Kautzky’s Eagle Scout project was to create a receptacle where people could drop off U.S. flags they want to retire.
The idea for the project began with GPD community officer Amy Tate and an event she attended while representing the GPD.
“Amy Tate was volunteering at an event where the Verdugo Hills Boy Scout Council was,” said Kautzky’s mom Beth.
Tate wanted a box for retired flags and, after speaking with Brandon Meijia, the director of the Verdugo Hills Boy Scout Council, it sounded like this would be an Eagle Scout project that members of Troop 210 would be interested in.
Her request was taken back to Kautzky’s Troop 210 out of Burbank and presented to the Life Scouts who were present. Kautzky thought this would be the perfect Eagle Scout project for him to undertake.
“I felt I wanted a project that would last for many years,” he said.
There are many steps to an Eagle Scout project and deciding what to do is just the first. According to the Boy Scouts of America, the purpose of the Eagle Scout project is to allow Scouts to learn to plan, develop and give leadership to others. The project must meet specific criteria including benefiting the larger community. The Scout must not only plan and design his project but also must raise funds, gather volunteers and lead those volunteering during planned workdays. Scouts often end up reaching out to other businesses and researching their projects.

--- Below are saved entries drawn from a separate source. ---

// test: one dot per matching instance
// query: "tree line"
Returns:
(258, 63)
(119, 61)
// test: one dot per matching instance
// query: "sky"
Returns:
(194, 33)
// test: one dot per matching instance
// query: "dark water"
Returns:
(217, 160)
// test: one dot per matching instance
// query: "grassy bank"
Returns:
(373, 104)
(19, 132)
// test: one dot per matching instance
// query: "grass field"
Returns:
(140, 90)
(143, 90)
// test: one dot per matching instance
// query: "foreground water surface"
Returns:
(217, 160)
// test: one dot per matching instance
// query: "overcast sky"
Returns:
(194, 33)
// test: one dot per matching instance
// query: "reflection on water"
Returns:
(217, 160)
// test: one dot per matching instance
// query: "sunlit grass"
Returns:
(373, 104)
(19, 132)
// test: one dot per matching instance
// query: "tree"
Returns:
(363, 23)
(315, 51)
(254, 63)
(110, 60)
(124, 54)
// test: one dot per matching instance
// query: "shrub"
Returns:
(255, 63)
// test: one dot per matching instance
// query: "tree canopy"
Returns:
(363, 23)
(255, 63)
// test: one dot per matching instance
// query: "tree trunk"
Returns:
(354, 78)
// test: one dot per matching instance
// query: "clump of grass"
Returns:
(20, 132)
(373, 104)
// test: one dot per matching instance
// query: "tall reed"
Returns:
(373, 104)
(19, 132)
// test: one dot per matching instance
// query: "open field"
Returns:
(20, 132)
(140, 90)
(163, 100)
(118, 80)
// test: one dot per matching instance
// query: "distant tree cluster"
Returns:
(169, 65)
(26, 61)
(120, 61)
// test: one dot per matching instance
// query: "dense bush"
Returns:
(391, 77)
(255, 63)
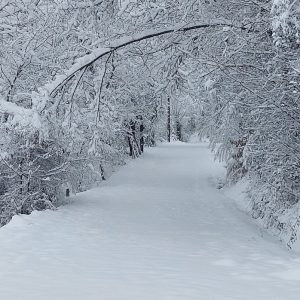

Kautzky said he first had to find a receptacle, or box, for the flags to be dropped into. He was able to purchase a damaged USPS mailbox that was located at a company in the Midwest. Then he had to have it shipped to his home. He found a welding company, Noel Welding, in California and had it shipped there to repair the dents.
After the repairs were made Kautzky then organized and led volunteers to paint and prep the box for artist Diane Smyres, who designed the logo, and put on the finishing touches.
On July 5 it was placed in the GPD lobby where GPD Chief Manuel Cid accepted the project. Troop 210 leader Brian Moss was also on hand to celebrate the completion of the Eagle Project.
Meijia praised Kautzky and his family for being so supportive of the Boy Scouts over the years and said how proud he was of Kautzky’s Eagle Scout project.
The first flag retirement event will be held by Troop 210 at a ceremony with the Scouts in Carpentaria from Aug. 18-20. After that the flags will continue to be collected and retired by local veteran’s groups like the American Legion Post 288 of La Crescenta.
Kautzky raised over $2,000 and had some funds left after the project was completed. He decided to donate those funds to a non-profit that supports the families of fallen law enforcement officers.